The Ministry of Transport proposed an investment policy for railway development, including increasing the proportion of state capital to no more than 80% of the total investment in PPP projects (Photo: illustration).
Specifically, the Ministry of Transport proposed to amend the regulation to allow the proportion of state capital participating in railway investment projects (new investment in everything from infrastructure to railway vehicles) under the PPP form to not exceed 80% of the total investment.
Supplementing regulations that local authorities at the provincial level take the lead and coordinate with the Ministry of Transport to reserve appropriate land funds in areas surrounding railway stations for urban development, commercial service areas, offices, and hotels.
Localities are allowed to use their local budgets to establish independent public investment projects (for railway infrastructure development investment projects) to carry out compensation, support, resettlement, land recovery and auction of land use rights, underground space use rights, and overhead space in the land area around the station as a basis for implementing urban development projects according to the planning approved by competent authorities. Allowing the use of revenue from the exploitation and development of land funds around the station to be partially prioritized for reinvestment in railway infrastructure development.

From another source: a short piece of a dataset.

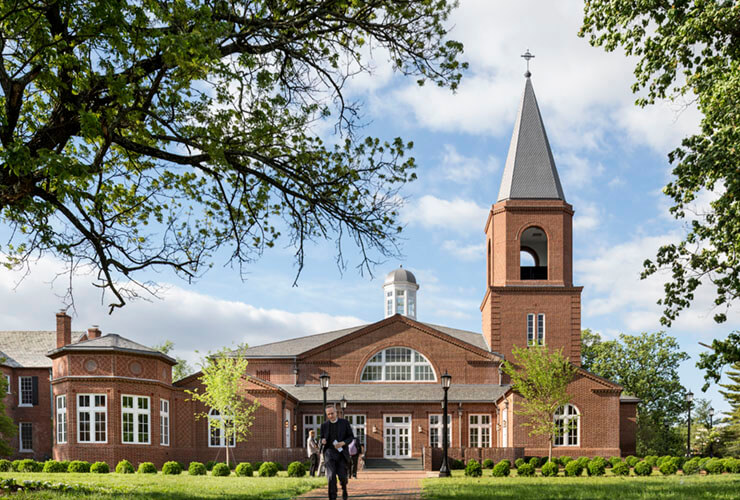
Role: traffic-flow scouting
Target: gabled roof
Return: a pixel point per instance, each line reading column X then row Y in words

For high-speed railway and urban railway projects under the authority of the National Assembly to decide on investment policies, the Ministry of Transport proposes to add regulations allowing the implementation of front-end engineering design (FEED) instead of basic design in the Feasibility Study Report preparation step to shorten project implementation time.
Supplementing regulations on the rights and responsibilities of provincial-level local authorities to invest in the construction of national railway infrastructure, regional railways, and urban railways passing through two or more provinces/cities after being approved by the Government.

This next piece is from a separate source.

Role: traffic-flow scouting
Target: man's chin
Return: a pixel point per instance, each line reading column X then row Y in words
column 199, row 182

The Ministry of Transport proposed regulations on decentralization of local authority to invest in railways and exploit land funds around stations (Photo: illustration).

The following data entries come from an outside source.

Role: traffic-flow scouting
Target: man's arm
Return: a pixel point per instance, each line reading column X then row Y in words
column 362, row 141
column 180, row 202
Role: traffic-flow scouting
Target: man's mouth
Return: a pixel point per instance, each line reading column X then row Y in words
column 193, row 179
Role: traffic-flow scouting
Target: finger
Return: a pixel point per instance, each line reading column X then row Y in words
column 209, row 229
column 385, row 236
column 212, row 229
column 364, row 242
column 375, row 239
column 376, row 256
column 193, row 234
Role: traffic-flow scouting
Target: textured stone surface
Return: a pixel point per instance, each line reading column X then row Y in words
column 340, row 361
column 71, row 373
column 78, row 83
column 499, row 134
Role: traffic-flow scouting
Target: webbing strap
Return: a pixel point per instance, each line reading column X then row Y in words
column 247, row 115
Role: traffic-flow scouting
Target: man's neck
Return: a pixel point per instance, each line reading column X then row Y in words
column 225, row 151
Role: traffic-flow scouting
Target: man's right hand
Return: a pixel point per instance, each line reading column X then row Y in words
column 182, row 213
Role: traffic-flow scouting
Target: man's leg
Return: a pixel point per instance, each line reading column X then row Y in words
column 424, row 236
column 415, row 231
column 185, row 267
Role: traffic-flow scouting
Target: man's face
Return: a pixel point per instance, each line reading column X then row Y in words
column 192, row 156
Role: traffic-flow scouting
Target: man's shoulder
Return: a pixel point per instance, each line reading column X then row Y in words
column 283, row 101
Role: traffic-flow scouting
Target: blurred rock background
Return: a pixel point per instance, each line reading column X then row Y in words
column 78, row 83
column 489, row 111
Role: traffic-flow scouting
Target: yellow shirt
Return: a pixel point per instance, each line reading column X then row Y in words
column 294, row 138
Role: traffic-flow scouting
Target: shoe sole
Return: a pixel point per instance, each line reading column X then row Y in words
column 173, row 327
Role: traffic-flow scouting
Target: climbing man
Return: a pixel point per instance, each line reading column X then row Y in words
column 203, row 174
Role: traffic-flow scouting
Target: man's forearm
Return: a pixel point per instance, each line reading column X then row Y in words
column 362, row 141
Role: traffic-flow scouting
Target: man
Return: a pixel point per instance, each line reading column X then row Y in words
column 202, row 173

For urban railway investment projects, it is proposed to amend and supplement the regulations: After the investment policy is approved by the competent authority, the provincial-level local government shall decide on project investment and organize the implementation of investment in the construction of urban railway projects to increase the initiative and responsibility of localities in accelerating project progress. Provincial-level localities are granted a Certificate of appraisal of urban railway system safety records and a periodic Certificate of urban railway operation safety management system.
Big investment, big risk
The Ministry of Transport said that the reason for these proposals is that investment projects in the railway sector bring great socio-economic efficiency, however, the intrinsic financial efficiency of the project is not high due to the large total investment and many risks, so calling for investors to participate in the form of public-private partnership is not feasible. In fact, no project in the railway sector has been implemented in this form. Therefore, adding regulations to increase the participation rate of the state budget in railway infrastructure investment projects in the form of public-private partnership will contribute to attracting non-budgetary resources.
According to the Ministry of Transport, international experience shows that the optimal exploitation of areas around stations has brought great economic efficiency and is a trend that many countries in the world are applying; opening up new space for economic development, optimizing travel needs. Adding regulations on the exploitation of land funds around stations will create more important resources for railway development.